November 17, 2011

Keith Richards

Keith Richards

The party continued downtown at Balazs’s Boom Boom Room, a place where Nero would have felt right at home.

My hangover was still hovering a couple days later when me, the wife, and Reinaldo Herrera were driven north by a descendant of those who discovered the Northwest Passage—Wilbur and Clark, was it?—or such was the impression he gave. One year ago, on our way to and back from Graydon Carter’s Connecticut home, we spent the better part of the weekend in the car. It took six hours to go, seven to come back. This time it was an hour and thirty minutes to go and the exact same to return. The difference was that last year Reinaldo Herrera issued Magellan-like instructions which turned out to be the wrong town in the wrong state. This time the directions were perfect.

There is nothing quite like the autumn in New England. The countryside is aglow, with green turning to brighter hues: amber, gold, yellow-brown, and sulfur-red. Yellow, my favourite color, is ascendant. The colors alone make a hangover feel good, and as far as the forests and landscape are concerned, fuggedaboutit. There is nothing more beautiful than autumn, with Mother Nature throwing in a bit of sadness for good measure.

The Carter house is old, as in beautiful old, an 18th-century wooden structure whose charm is unsurpassed but whose size a vulgarian such as Roman Abramovich might look down on. (Incidentally, that tapped-out old bag The New York Times refers to that shameful London circus of Russian oligarch crooks battling in court as “A Clash of Titans.” If Berezovsky and Abramovich are titans, I’m Hector and Achilles rolled into one.) Anna Carter is a Scot and has that rare sweetness of nature and kindness of 19th-century heroines in novels—Jane Austen and all that.

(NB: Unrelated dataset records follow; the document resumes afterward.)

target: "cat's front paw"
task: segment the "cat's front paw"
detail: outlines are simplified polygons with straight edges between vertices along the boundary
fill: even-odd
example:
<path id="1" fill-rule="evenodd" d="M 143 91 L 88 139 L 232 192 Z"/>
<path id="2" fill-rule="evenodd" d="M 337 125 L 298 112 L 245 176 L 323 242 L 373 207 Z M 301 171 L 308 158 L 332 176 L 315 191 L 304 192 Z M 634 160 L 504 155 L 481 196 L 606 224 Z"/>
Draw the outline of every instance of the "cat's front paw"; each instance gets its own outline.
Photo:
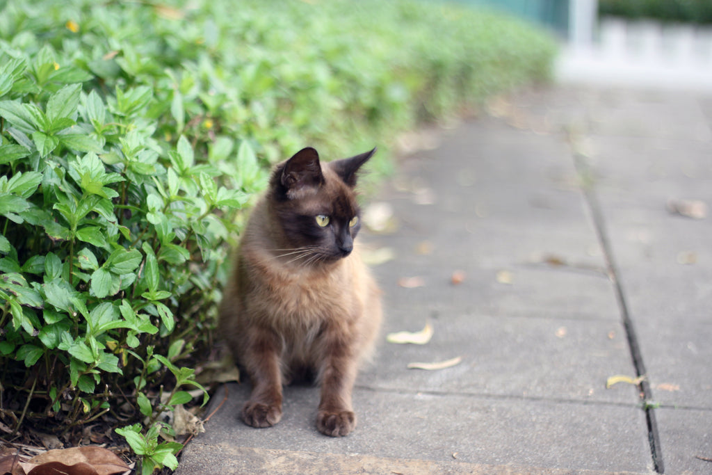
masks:
<path id="1" fill-rule="evenodd" d="M 248 401 L 242 408 L 242 420 L 253 427 L 271 427 L 282 419 L 282 408 L 278 405 Z"/>
<path id="2" fill-rule="evenodd" d="M 351 411 L 319 411 L 316 427 L 324 435 L 342 437 L 356 428 L 356 414 Z"/>

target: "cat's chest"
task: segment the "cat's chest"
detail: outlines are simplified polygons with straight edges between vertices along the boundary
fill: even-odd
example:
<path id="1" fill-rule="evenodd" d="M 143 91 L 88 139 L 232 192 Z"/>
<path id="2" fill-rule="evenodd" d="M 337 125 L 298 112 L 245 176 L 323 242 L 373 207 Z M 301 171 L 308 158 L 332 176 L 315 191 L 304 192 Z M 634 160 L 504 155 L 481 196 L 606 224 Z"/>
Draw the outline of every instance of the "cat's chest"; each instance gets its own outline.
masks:
<path id="1" fill-rule="evenodd" d="M 350 313 L 352 296 L 342 273 L 285 273 L 266 276 L 266 291 L 256 296 L 263 310 L 273 318 L 303 324 Z"/>

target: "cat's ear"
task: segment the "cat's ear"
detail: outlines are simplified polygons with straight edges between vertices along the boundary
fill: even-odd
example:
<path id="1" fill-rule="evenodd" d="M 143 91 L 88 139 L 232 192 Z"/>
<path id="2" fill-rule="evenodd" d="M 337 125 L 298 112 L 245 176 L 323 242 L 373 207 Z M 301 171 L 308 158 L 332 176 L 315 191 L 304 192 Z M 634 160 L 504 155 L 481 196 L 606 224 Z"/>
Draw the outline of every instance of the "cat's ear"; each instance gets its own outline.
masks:
<path id="1" fill-rule="evenodd" d="M 321 173 L 319 154 L 310 147 L 297 152 L 284 164 L 280 180 L 288 191 L 320 186 L 324 182 L 324 176 Z"/>
<path id="2" fill-rule="evenodd" d="M 334 160 L 330 163 L 332 168 L 337 174 L 344 180 L 344 183 L 352 188 L 356 186 L 357 172 L 361 165 L 366 163 L 373 154 L 376 153 L 376 147 L 365 153 L 355 155 L 351 158 Z"/>

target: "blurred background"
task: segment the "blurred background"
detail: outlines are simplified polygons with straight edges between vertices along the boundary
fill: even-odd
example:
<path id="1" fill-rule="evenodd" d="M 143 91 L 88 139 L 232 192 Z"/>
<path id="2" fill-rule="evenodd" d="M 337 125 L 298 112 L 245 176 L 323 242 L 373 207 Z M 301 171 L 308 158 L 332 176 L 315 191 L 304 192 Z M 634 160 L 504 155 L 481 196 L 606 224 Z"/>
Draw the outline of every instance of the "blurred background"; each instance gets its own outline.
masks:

We sat around all weekend telling funny stories about past shenanigans, five good friends of very long standing in a warm and cozy atmosphere. It made up for my debauched week. The only thing I regretted was missing my Low Life colleague’s book party, so when people—mainly my boy—remonstrated me about the state I was in, my response was that had I flown to London for Jeremy’s party it would have been far, far worse. When high and low life get together, the mix is great. Then comes disaster, followed by oblivion. Can’t wait to do it in the spring.